It is an unashamed peddler of fake news which was set up for just £500 to poke fun at the topsy turvy world of Scottish political life.
But more than a decade on from founding the Daily Mash, the creators of the popular satirical news website are laughing all the way to the bank after being bought out in a £1.2 million deal.
Paul Stokes, a former business editor of The Scotsman, launched the site in 2007 alongside Neil Rafferty, a former political correspondent for the Sunday Times Scotland and reporter for the Press Association.
The duo originally planned to launch an online newspaper which would offer sober, factual reports about developments at Holyrood and Scottish business.
But after deciding to embark on a flight of fancy and emulate longstanding satirical sites such as the Onion, they built up what became Britain’s most popular humour website.
With its acerbic and at times surreal stories that mete out venom and whimsy to their targets, the site’s relentless spoofing of the Fourth Estate has attracted a loyal following, with around 1.8 million visitors clicking on its content every month.
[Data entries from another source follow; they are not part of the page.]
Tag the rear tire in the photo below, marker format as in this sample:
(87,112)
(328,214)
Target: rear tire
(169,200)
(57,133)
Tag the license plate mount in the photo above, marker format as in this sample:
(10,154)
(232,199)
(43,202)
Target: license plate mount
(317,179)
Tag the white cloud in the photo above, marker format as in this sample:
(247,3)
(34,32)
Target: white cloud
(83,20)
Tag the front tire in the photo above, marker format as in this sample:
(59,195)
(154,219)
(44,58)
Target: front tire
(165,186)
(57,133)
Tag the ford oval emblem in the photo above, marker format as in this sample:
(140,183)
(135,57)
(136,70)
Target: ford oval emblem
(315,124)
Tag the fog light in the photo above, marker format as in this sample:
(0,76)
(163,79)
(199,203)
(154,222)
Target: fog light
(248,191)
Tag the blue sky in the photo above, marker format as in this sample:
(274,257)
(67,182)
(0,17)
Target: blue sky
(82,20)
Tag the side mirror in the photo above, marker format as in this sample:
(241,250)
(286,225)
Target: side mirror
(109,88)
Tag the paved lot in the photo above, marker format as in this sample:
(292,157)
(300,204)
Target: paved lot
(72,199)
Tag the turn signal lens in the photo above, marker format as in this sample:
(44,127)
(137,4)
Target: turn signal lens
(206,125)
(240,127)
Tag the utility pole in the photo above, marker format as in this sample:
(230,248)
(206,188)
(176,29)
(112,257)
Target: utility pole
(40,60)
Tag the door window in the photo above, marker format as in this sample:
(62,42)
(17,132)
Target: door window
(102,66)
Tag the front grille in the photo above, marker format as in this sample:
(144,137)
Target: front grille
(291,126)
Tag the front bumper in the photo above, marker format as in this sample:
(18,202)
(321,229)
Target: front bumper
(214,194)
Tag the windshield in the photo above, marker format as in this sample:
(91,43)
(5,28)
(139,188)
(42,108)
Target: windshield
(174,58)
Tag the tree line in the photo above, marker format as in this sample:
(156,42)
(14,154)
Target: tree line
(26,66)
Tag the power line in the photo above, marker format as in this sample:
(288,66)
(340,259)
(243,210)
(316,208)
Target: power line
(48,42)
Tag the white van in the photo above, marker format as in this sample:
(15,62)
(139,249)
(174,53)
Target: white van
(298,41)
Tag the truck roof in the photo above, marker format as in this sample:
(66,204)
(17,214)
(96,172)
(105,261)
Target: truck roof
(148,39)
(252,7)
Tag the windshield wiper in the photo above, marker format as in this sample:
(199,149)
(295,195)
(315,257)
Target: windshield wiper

Headlines which featured on the site yesterday included “Britain determined to make Keep Calm and Carry On posters necessary”, “Irish border will be free of Popes, May assures DUP”, and “Woman believes 83 Facebook friends actually give a toss about her birthday”.
The precision of its satire has, at times, even been mistaken for genuine news, with Sky News once accidentally reading aloud a Daily Mash headline which claimed Ken Livingstone, the former mayor of London, had a pet newt called Adolf.
Its success has also led to a spin off television series, the Mash Report, above, which is broadcast on BBC2.
But as well as winning readers and plaudits, the enterprise has proved profitable for Mr Stokes and Mr Rafferty.
Its parent company, the Glasgow-based Mashed Productions, recorded revenues of £396,000 and a profit before tax of £135,000 in the last financial year.
Now, the business has been acquired by Digitalbox Publishing, the owner of Entertainment Daily, in a cash and shares deal.
In a somewhat po-faced announcement to the stock market, at least by the Daily Mash’s standards, Digitalbox described its acquisition as a “niche content digital media business” which “would benefit from inclusion in a larger media business.”
It added: “Its strong editorial team and format approach mean it is capable of consistently generating high-quality, original humour content which is extremely hard to replicate.
Mr Rafferty, who is editor in chief of the satire site, said: “This is a great opportunity for the Mash to build on what we have created so far.
“My co-founder, Paul Stokes, did an incredible job building a profitable business from the ground up.
“Being part of Digitalbox and accessing their commercial and technical expertise, means we can keep building, while our fantastic team of writers continue to produce great content every day.”
The deal has been structured through a company called Polemos and will see Digitalbox float on AIM, London’s junior market, later this month. On flotation, Digitalbox will be worth around £12m to £13m.
James Carter, Digitalbox’s chief executive, said: “Our proposed admission to AIM will allow us to realise our ambition to create a market-leading, mobile-first digital media business through a buy and build strategy.
“Through our success with Entertainment Daily, we have a platform through which we can drive traffic and advertising revenue. The platform is scalable and we intend to add new titles to it.”